Focusing on customers is considered key to success
But how can they tap into new sources of revenue? Most of the banks (60%) agree that a stronger focus on customers is key. Banks that are able to place their customers even more clearly at the center of what they do will count among the winners in the long term. Only a small portion (19%) believe that purely product-focused measures will suffice to generate additional or new revenue streams. This assessment suggests that banks will base their activities even more on customers’ needs and demands in the future, rather than on the range of products they offer.
Clamping down on costs in the near term has to happen before a long-term reorientation can take place
Although the banks recognize that they need to fundamentally overhaul their business models, the focus will once again be on cost-effectiveness in the near term. 39% of banks (prior year: 32%) see costs as a priority issue for the next 12 months. This is the highest figure for the last three years. The stronger focus on costs is also a factor in the debate surrounding future compensation in the banking sector. Almost three quarters (71%) of the banks surveyed indicated that the compensation paid in the financial sector will be lower in the future.

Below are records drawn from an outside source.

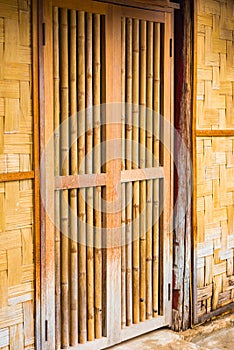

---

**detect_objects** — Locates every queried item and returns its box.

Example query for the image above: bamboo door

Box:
[40,0,173,349]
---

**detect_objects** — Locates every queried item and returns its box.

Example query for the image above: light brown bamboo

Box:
[121,17,126,327]
[60,9,69,348]
[152,23,160,317]
[126,18,132,326]
[146,22,154,319]
[86,13,95,341]
[78,11,87,344]
[93,14,103,339]
[140,21,146,321]
[69,10,78,346]
[53,7,61,349]
[132,19,140,323]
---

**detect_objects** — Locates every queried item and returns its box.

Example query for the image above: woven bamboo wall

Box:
[196,0,234,317]
[0,0,34,350]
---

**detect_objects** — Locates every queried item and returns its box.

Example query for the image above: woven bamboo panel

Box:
[197,0,234,129]
[0,0,33,173]
[0,0,35,350]
[197,137,234,316]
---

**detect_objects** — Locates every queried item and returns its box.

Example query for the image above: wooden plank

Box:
[55,173,106,190]
[0,171,35,182]
[121,167,164,183]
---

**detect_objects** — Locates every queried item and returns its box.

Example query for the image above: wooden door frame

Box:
[36,0,174,350]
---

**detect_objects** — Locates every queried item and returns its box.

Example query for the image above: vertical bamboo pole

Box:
[60,9,69,348]
[126,18,132,326]
[140,21,146,321]
[70,10,78,346]
[86,13,95,341]
[53,7,61,349]
[152,23,160,317]
[121,17,126,327]
[93,14,103,339]
[78,11,87,344]
[132,19,140,323]
[146,22,154,319]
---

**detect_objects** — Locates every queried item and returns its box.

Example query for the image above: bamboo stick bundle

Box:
[60,9,69,348]
[78,11,87,344]
[132,19,140,323]
[93,14,103,339]
[152,23,160,317]
[69,10,78,346]
[121,17,126,327]
[53,7,61,349]
[140,21,146,321]
[146,22,154,319]
[86,13,95,341]
[126,18,132,326]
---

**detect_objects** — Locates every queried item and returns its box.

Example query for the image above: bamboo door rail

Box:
[0,171,35,182]
[54,167,164,190]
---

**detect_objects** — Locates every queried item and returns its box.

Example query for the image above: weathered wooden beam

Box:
[172,0,193,331]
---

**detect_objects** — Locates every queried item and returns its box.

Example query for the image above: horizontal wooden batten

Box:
[55,174,106,190]
[195,129,234,137]
[0,171,35,182]
[121,167,164,183]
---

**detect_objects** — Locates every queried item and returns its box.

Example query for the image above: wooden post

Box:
[172,1,192,330]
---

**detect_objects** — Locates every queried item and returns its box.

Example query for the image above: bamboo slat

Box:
[121,17,126,328]
[78,11,87,344]
[132,19,140,323]
[69,10,78,346]
[152,23,160,317]
[146,22,154,319]
[53,7,61,348]
[86,13,95,341]
[59,9,69,348]
[125,18,132,326]
[140,21,146,322]
[93,14,103,339]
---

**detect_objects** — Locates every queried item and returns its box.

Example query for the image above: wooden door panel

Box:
[39,0,172,349]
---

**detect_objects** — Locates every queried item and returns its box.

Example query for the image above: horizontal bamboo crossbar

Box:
[0,171,35,182]
[55,167,164,190]
[121,167,164,183]
[196,129,234,137]
[55,174,106,190]
[97,0,180,10]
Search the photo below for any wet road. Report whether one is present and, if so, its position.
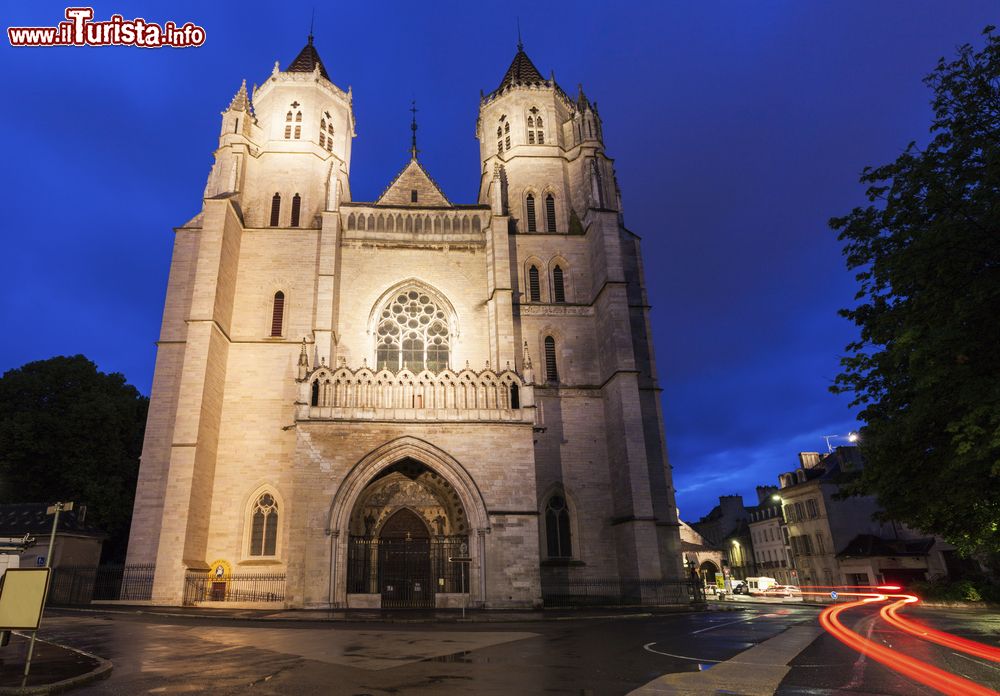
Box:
[27,605,1000,696]
[777,605,1000,696]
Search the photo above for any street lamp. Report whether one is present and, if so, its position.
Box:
[822,432,861,452]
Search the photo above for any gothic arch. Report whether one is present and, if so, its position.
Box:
[239,480,290,562]
[520,256,549,302]
[538,481,583,560]
[545,254,574,302]
[327,435,490,606]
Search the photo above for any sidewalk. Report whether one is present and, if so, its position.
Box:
[0,633,111,696]
[47,604,716,623]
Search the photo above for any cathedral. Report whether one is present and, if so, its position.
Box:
[128,36,684,608]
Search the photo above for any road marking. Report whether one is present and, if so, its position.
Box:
[691,616,760,636]
[952,643,1000,670]
[630,626,823,696]
[642,640,722,662]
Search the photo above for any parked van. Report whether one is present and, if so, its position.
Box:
[747,577,778,595]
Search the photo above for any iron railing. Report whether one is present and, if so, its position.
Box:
[48,563,156,604]
[184,570,285,604]
[542,578,705,607]
[347,535,469,606]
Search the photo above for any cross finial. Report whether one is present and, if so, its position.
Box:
[410,99,420,159]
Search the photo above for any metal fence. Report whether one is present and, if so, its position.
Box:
[542,578,705,607]
[184,571,285,604]
[48,563,156,604]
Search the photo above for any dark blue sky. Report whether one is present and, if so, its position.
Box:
[0,0,1000,519]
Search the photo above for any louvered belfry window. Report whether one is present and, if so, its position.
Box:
[528,266,542,302]
[271,290,285,336]
[271,193,281,227]
[545,336,559,382]
[524,193,538,232]
[552,266,566,302]
[545,193,556,232]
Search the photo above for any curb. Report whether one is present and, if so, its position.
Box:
[0,631,114,696]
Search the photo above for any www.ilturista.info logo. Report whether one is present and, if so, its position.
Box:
[7,7,205,48]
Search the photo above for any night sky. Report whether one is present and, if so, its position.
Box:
[0,0,1000,520]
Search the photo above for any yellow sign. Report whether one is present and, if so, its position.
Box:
[209,559,233,582]
[0,568,49,631]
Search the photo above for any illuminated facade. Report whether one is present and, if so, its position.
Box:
[129,37,682,607]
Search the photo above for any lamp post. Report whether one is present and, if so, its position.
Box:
[21,503,73,687]
[823,431,861,452]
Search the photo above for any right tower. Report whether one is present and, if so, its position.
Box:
[476,44,684,595]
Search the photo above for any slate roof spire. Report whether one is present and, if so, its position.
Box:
[497,46,545,92]
[286,32,330,80]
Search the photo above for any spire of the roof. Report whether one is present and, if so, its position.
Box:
[410,99,420,159]
[497,46,545,91]
[287,32,330,80]
[229,80,252,113]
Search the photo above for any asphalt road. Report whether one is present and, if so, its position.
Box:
[23,604,1000,696]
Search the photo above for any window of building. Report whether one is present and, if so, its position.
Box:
[375,289,450,372]
[806,498,819,519]
[271,290,285,336]
[528,106,545,145]
[545,193,557,233]
[250,493,278,556]
[545,495,573,558]
[271,193,281,227]
[524,193,538,232]
[319,111,333,152]
[528,266,542,302]
[552,266,566,302]
[545,336,559,382]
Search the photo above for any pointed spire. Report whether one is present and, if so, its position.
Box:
[410,99,420,159]
[497,43,545,91]
[287,30,330,80]
[228,79,251,113]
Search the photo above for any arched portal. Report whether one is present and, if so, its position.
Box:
[346,456,470,608]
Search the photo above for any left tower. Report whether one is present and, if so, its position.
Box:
[128,36,355,604]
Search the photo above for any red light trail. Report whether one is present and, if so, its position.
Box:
[803,588,1000,696]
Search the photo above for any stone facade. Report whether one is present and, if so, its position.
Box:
[129,37,683,607]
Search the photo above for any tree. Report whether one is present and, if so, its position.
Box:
[0,355,149,560]
[830,27,1000,553]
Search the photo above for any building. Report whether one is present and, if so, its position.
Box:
[677,511,723,586]
[128,36,683,607]
[747,500,799,585]
[0,503,108,568]
[779,447,954,586]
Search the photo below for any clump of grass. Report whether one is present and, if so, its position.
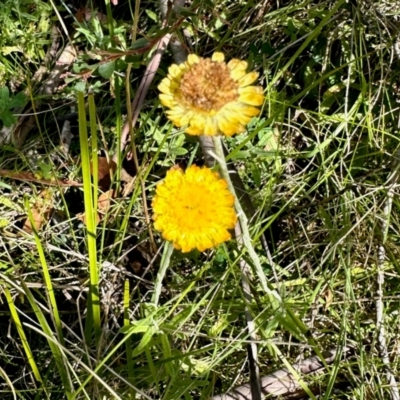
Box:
[0,0,400,400]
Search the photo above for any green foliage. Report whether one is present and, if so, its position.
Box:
[0,0,400,400]
[0,86,26,127]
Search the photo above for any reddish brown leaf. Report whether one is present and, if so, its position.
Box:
[22,189,53,234]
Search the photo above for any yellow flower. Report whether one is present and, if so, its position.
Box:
[158,52,264,136]
[153,165,237,252]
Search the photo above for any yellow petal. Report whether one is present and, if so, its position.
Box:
[187,54,200,65]
[227,58,248,71]
[168,64,182,78]
[211,51,225,62]
[204,117,219,136]
[223,104,252,125]
[159,93,176,108]
[186,114,205,136]
[228,58,247,82]
[238,71,258,87]
[158,78,172,94]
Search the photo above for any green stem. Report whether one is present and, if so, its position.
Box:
[213,136,282,310]
[151,242,174,306]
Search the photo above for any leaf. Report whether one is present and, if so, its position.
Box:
[0,169,82,187]
[22,189,53,234]
[99,61,115,79]
[132,326,157,357]
[0,86,10,110]
[8,92,26,109]
[129,38,149,50]
[0,110,17,128]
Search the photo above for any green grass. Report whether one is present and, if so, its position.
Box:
[0,0,400,400]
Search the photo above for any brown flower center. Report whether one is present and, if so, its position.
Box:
[180,58,239,112]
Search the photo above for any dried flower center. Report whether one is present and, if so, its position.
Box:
[180,58,239,112]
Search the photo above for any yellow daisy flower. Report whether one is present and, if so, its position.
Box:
[158,52,264,136]
[152,165,237,252]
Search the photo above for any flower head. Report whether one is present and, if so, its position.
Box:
[158,52,264,136]
[153,165,237,252]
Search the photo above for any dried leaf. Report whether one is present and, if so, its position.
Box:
[77,189,115,225]
[22,189,53,234]
[91,157,117,191]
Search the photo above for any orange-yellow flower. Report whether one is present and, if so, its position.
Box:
[158,52,264,136]
[153,165,237,252]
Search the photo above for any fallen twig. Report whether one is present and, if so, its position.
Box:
[376,150,400,400]
[210,346,353,400]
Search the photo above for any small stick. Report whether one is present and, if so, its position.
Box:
[376,149,400,400]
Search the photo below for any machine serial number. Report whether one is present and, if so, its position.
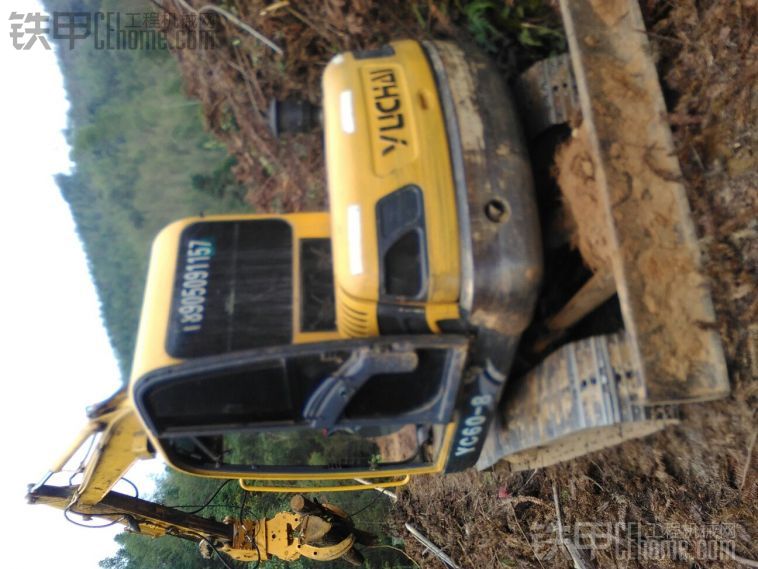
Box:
[177,239,213,332]
[455,395,492,456]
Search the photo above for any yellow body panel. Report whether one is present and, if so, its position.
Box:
[323,41,460,336]
[166,422,457,492]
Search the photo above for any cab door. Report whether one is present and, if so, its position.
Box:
[133,336,468,480]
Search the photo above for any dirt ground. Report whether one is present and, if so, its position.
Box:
[160,0,758,568]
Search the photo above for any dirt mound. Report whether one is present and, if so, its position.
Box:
[397,0,758,569]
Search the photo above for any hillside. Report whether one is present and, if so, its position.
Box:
[45,0,250,377]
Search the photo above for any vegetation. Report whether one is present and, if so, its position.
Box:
[45,0,249,378]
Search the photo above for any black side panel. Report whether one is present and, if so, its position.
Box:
[376,185,429,302]
[166,219,293,358]
[300,238,337,332]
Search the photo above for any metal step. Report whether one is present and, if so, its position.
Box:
[476,333,678,471]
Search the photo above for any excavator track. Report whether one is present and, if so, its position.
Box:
[477,333,678,470]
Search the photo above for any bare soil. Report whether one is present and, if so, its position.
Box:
[166,0,758,568]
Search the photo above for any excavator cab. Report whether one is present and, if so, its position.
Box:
[132,336,468,491]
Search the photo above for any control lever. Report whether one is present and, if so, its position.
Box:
[303,347,418,430]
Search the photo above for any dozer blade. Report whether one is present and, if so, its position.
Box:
[560,0,729,404]
[477,333,678,471]
[477,0,729,470]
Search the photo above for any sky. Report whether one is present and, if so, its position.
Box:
[0,0,162,569]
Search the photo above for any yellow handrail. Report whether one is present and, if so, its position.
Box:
[239,474,411,493]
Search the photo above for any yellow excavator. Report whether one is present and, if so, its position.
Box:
[29,0,729,560]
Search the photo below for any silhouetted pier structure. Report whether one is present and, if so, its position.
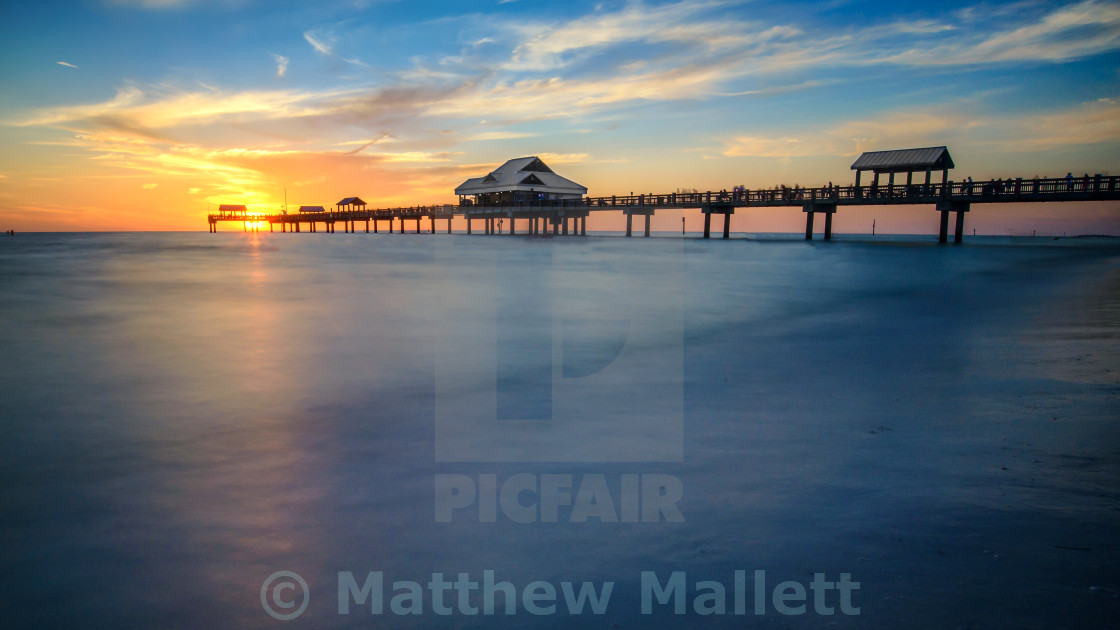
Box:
[208,147,1120,242]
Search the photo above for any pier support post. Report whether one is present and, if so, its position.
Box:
[937,200,972,243]
[802,200,837,241]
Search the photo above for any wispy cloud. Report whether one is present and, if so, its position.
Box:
[304,30,335,55]
[10,0,1120,208]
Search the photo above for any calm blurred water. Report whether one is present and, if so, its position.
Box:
[0,233,1120,628]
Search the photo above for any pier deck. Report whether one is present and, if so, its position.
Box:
[207,175,1120,242]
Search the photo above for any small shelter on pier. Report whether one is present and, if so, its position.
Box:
[851,147,955,186]
[335,197,365,212]
[217,204,249,219]
[455,156,587,205]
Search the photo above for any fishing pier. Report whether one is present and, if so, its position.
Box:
[207,147,1120,243]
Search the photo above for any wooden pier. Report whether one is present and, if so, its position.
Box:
[207,175,1120,242]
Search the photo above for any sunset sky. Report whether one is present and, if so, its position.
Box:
[0,0,1120,234]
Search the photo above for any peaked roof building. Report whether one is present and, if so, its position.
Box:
[455,156,587,203]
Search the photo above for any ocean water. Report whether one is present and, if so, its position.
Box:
[0,233,1120,629]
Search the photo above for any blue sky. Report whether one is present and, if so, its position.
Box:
[0,0,1120,226]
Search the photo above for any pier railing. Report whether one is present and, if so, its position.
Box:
[208,175,1120,225]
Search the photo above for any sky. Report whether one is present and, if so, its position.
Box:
[0,0,1120,234]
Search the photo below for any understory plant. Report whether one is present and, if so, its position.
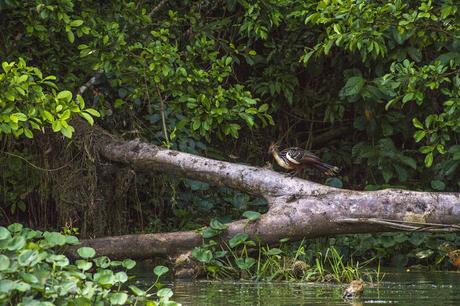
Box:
[192,211,382,283]
[0,223,179,306]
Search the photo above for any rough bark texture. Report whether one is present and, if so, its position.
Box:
[69,141,460,258]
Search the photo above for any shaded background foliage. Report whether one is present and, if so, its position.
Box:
[0,0,460,266]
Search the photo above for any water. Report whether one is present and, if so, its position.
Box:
[131,269,460,306]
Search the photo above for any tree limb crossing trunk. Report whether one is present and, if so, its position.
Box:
[76,140,460,259]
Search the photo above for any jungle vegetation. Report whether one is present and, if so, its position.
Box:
[0,0,460,272]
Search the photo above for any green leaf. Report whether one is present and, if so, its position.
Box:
[412,118,423,130]
[128,285,147,296]
[425,153,433,168]
[65,236,80,245]
[18,250,40,266]
[201,227,222,239]
[109,292,128,305]
[121,258,136,270]
[192,248,212,263]
[60,126,74,138]
[0,279,16,294]
[46,255,69,267]
[326,177,343,188]
[43,232,66,247]
[341,76,364,97]
[79,112,94,125]
[235,257,256,270]
[8,223,24,233]
[70,19,83,28]
[67,30,75,44]
[0,254,10,271]
[24,127,34,139]
[415,250,434,259]
[431,180,446,191]
[153,266,169,277]
[77,247,96,259]
[414,131,426,142]
[56,90,72,102]
[265,248,283,256]
[209,219,228,231]
[157,288,173,299]
[243,210,260,221]
[84,108,101,117]
[0,226,11,241]
[228,233,249,248]
[6,236,26,251]
[403,92,414,104]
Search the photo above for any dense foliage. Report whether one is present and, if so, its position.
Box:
[0,223,178,306]
[0,0,460,266]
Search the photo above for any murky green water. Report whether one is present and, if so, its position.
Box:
[131,272,460,306]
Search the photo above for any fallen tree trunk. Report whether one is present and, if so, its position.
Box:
[70,139,460,259]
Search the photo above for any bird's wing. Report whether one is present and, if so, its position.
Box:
[283,147,319,165]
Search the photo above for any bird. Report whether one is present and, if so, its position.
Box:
[342,279,364,300]
[268,142,340,176]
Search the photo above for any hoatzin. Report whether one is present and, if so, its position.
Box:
[268,143,340,176]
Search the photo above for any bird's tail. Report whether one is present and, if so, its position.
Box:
[314,161,340,176]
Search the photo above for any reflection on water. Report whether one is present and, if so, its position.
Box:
[130,269,460,306]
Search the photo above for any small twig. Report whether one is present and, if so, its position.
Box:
[149,0,168,17]
[336,218,460,232]
[77,72,102,96]
[156,85,169,146]
[0,152,78,172]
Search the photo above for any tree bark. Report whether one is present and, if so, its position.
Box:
[69,139,460,259]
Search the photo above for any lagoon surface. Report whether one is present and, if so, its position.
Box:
[133,269,460,306]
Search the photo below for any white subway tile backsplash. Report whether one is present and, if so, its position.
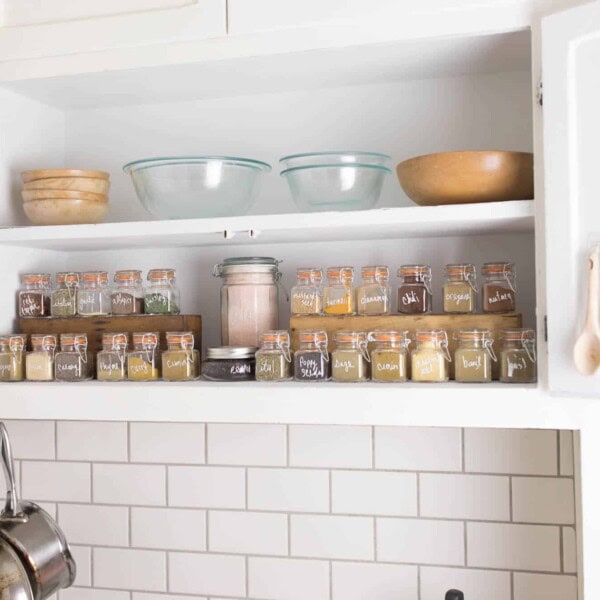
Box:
[207,424,287,467]
[290,515,375,560]
[419,473,510,521]
[375,427,462,471]
[248,469,329,512]
[169,552,246,596]
[420,567,510,600]
[21,461,91,502]
[331,471,417,516]
[512,477,575,525]
[58,504,129,546]
[248,556,329,600]
[376,518,465,565]
[465,429,558,475]
[289,425,373,469]
[93,463,166,506]
[130,423,205,464]
[332,562,420,600]
[168,467,246,508]
[467,523,560,571]
[56,421,127,462]
[131,507,206,552]
[93,548,167,592]
[514,573,577,600]
[208,510,288,555]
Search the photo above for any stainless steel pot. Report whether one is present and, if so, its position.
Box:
[0,423,76,600]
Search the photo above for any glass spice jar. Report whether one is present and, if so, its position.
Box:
[323,267,355,315]
[96,333,129,381]
[294,331,331,381]
[162,331,200,381]
[410,329,452,382]
[356,266,391,315]
[331,331,371,383]
[25,334,57,381]
[18,273,50,317]
[481,262,517,313]
[144,269,180,315]
[77,271,111,317]
[256,331,292,381]
[50,273,81,317]
[454,329,498,383]
[110,269,144,315]
[368,331,410,383]
[500,329,537,383]
[290,267,323,315]
[443,263,477,314]
[213,257,281,347]
[398,265,431,315]
[0,334,27,381]
[202,346,258,381]
[127,332,160,381]
[54,333,94,381]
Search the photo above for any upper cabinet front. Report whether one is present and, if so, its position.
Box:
[542,2,600,396]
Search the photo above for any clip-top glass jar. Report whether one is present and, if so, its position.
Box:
[443,263,477,314]
[454,329,498,383]
[368,331,410,383]
[0,334,27,381]
[77,271,110,317]
[127,331,160,381]
[110,269,144,315]
[323,267,355,315]
[481,262,517,313]
[290,267,323,315]
[294,331,331,381]
[50,273,81,317]
[19,273,50,317]
[256,331,292,381]
[410,329,452,382]
[213,257,281,347]
[25,334,57,381]
[144,269,181,315]
[500,329,537,383]
[96,333,129,381]
[356,266,391,315]
[162,331,200,381]
[398,265,431,315]
[54,333,94,381]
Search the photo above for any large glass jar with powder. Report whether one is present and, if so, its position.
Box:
[356,266,391,315]
[500,329,537,383]
[213,257,281,347]
[54,333,94,381]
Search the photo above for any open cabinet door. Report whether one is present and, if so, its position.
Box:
[541,2,600,397]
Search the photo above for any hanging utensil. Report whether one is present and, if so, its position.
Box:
[0,423,76,600]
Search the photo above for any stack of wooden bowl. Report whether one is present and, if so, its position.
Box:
[21,169,110,225]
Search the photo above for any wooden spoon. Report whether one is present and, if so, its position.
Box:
[573,248,600,375]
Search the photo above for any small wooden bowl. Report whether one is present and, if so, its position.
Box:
[396,150,533,206]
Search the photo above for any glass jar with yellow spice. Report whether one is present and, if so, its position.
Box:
[256,331,292,381]
[323,267,355,315]
[127,332,160,381]
[454,329,497,383]
[443,263,477,314]
[162,331,200,381]
[0,335,27,381]
[368,331,410,383]
[331,331,371,383]
[410,329,452,383]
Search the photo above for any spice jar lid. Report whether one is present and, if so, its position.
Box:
[206,346,258,359]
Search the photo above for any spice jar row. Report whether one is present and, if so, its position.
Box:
[18,269,180,317]
[291,262,516,316]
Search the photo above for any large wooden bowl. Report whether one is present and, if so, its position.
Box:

Sustainability has so far only played a bigger role in financial investing, not lending
Sustainable investment has become more of an issue for investors and customers in recent years. The banks largely agree that this issue is more than just hype, and that the sustainable investment trend will persist in the long term (81%). At least a slim majority of banks (55%) expect to be able to play a significant role in the fight against climate change. It is therefore not surprising that 70% of banks intend to increase the range of sustainable investments they offer in the future. Although these survey results show that banks have discovered the topic of sustainable investment for themselves, it seems that this insight has not yet been fully incorporated into their advisory and investment processes or their reporting. The topic of sustainability is a mandatory component of the reporting process for fewer than a third of banks (30%), and just 9% reported that they inform their customers about the sustainability (ESG scores) of their portfolios through regular reports.
The issue of sustainability does not currently play an important role in loan financing by banks, however. Only a minority of 19% of the banks surveyed said that they take ESG factors into consideration when lending, and only 25% had any intention of taking these criteria into account in the future.
Bank customers are largely satisfied with their banks, but only two out of three believe that banks always act in their customers’ interests
The vast majority of bank customers (85%) are largely satisfied with their bank’s services. This is a very encouraging result for Swiss banks, and underscores the high quality of the service and advice they provide. However, the picture is less positive for the banks when it comes to the question of whether banks act in their customers’ interests.